In relation to my own amendments, I have spoken at some length both with the AoC and with the department about this issue. As I have suggested, the report, which is going to be presented at the AoC conference later this month, will in fact suggest a wider role for colleges within the community, and I think there is a fair amount of good will towards the promotion of this role. In the light of that, I have decided that it would not be appropriate at this time to press my amendments. There is good will on all parts, and the assumption is that colleges will be promoting the well-being of their local area as part of what they will be doing. There is no question of that, but it does not necessarily need to be in the Bill, so, as I say, I shall not press my amendments today.
My Lords, I thank my noble friend Lady Sharp for raising the issue of promoting well-being, and take the opportunity to thank her formally for the work she is doing at the helm of the Government’s commission on the role of colleges in their communities. As she has just said, colleges contribute significantly to the social and economic well-being of their local areas, not only through the education, skills and employment that they provide but through their partnerships and relationships with other bodies in their local areas.

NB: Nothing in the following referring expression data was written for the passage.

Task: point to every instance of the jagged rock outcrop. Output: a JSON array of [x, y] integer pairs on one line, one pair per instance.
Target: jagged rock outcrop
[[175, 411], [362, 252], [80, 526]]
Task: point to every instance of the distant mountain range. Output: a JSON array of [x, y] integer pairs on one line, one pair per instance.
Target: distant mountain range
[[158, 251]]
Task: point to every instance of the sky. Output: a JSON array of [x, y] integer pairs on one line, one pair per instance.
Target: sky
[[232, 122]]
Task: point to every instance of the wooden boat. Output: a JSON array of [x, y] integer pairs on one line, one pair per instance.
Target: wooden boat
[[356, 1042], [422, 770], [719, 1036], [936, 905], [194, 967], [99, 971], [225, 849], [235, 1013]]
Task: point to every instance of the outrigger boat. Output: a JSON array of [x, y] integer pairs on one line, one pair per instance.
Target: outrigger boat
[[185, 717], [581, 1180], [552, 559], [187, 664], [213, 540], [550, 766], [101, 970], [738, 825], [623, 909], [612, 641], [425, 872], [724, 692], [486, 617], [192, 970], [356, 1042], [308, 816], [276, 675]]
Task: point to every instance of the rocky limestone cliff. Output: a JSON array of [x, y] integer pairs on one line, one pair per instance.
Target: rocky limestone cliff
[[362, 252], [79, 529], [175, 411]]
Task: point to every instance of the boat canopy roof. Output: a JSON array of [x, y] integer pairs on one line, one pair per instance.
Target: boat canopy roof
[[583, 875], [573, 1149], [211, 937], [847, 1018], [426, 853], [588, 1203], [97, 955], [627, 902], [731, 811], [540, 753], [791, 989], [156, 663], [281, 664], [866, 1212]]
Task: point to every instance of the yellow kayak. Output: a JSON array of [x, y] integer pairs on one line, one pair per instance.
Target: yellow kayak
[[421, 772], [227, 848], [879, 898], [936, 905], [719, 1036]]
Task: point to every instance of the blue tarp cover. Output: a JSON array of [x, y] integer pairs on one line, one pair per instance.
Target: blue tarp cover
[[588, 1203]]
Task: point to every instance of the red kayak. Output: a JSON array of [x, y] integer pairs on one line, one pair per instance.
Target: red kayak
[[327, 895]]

I am grateful to her, and look forward to the report that she was talking about, which she is launching at the Association of Colleges conference later in the month.
I am grateful to the noble Baroness, Lady Jones of Whitchurch, for her remarks. On her specific question about remuneration, I understand that colleges need to apply, as now, for exceptional approval for the remuneration of governors for their services as members of the governing body. The change is that they would be treated in line with other charities, and would have to apply to the Charity Commission rather than to the Secretary of State. There is no general power in charity law for trustee boards to make remuneration payments, so permission would be granted only in exceptional circumstances, as the commission has a general expectation that charity assets should be used directly for the purposes of the charity.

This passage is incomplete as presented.